MECLİS Darbeleri Araştırma Komisyonu Sözcüsü İdris Şahin, komisyon raporunda, bazı yasal değişiklikler tavsiye ettiklerini belirterek, “Bu yasalar olduğu müddetçe, ben her zaman ifade ediyorum, açık bir darbe yapmaya gerek yok, onların oluşturmuş olduğu kurumlarla, demokrasi her zaman tahakküm altına alınabilir” dedi. Şahin, en önemli taleplerinin de TSK İç Hizmet Kanunu’nun 35. Maddesi’nin  kaldırılması olduğıunu kaydederek şunları belirtti:  “35’inci maddeye paralel olarak diğer kanunlarda düzenlenmiş olan yönetmeliklerin de kaldırılmasını özellikle tavsiye ediyoruz. Yine, Milli Güvenlik Kurulu’nun yapısının farklılaştırılması ve Avrupa Birliği sürecinde Avrupa normlarına uygun bir vaziyet almasını da özellikle öneriyoruz.”

Darbecilerin malvarlıkları araştırılsın Mağdurlar için de komisyon kurulsun

-Darbecilerin ve birinci dereceden yakınlarının malvarlıklarının araştırılması, darbe döneminde sebepsiz zenginleşmelerin varsa belirlenerek yargı önüne çıkarılması ve tespit edilen sebepsiz zenginleşmelerin tahsili ve buna dair mevzuat düzenlemelerini araştırmak üzere bir Araştırma Komisyonu kurulsun.

-Darbelerin tam anlamıyla, tüm açıklığıyla ve tüm unsur ve dinamikleriyle ortaya çıkarılmasına hizmet etmek üzere Genelkurmay arşivlerinin incelemelere açılması sağlanmalı.
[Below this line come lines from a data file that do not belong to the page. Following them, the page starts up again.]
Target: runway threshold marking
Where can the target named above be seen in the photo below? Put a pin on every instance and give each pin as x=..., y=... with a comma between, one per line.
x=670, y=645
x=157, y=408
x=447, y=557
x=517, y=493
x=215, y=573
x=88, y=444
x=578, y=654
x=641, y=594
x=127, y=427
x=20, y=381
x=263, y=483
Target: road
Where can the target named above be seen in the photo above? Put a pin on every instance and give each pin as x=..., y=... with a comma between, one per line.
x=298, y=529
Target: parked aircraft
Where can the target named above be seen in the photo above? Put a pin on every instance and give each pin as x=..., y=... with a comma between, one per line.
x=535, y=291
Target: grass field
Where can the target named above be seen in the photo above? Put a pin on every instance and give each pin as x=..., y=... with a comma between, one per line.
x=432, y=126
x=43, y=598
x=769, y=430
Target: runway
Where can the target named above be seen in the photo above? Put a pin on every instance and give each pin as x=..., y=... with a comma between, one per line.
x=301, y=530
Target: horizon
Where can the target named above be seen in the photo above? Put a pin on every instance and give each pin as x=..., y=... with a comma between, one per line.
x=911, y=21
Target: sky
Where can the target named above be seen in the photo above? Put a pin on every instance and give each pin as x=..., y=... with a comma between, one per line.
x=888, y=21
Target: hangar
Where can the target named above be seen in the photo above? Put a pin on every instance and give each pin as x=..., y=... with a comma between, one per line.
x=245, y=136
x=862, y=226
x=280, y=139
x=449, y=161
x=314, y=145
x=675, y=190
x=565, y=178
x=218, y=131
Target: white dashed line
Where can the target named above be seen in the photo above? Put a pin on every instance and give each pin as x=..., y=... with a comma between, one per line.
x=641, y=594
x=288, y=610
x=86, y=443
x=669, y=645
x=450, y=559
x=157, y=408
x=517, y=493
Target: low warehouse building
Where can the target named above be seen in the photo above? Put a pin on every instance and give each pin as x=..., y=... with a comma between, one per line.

-12 Eylül döneminde işkence, insan hakkı ihlalleri yapan ve insanlığa karşı suç işleyen kamu görevlilerinin belirlenerek yargılanmaları, bunun hukuken mümkün olmaması halinde belirlenerek ifşa edilmeleri gerekir.

-Darbelerin ekonomik, siyasi, sosyolojik, psikolojik ve dış siyasete dair maliyetlerinin üniversitelerimizde ve akademik camiada özellikle araştırma konusu olması sağlanmalı.

-TBMM kampüsünde darbelere karşı ve milli iradeye atıf yapan bir “özgürlük ve demokrasi anıtı” açılması, ülkemizde demokrasinin ve sivil siyasetin kalitesi ve çıtasının daha da yükseltilebilmesi amacıyla gerekli mevzuat düzenlemelerinin ivedilikle yapılması gerekir.

-12 Eylül darbesinden mağdur olanlar için yapılması gerekenler (tazminat ödeme, özür dileme, sigortalı olan mağdurların sigorta primlerinin ödenmesi, hakların iadesi vb) ile ilgili çözüm yollarının geliştirebileceği yeni bir Araştırma Komisyonunun kurulması sağlanmalı.

JANDARMA KIR POLİSİ OLSUN

Komisyonun raporunda Jandarma Genel Komutanlığı’nın, TSK’nın bir parçası olduğu ibaresi,  TSK ile ilgisi, eğitim ve öğrenim bakımından Genelkurmay’a bağlılığının kaldırılması merkezde  İçişleri Bakanlığına, taşrada ise mülki idare amirlerine bağlı ‘Kır Polisi’ne dönüştürülmesi önerildi.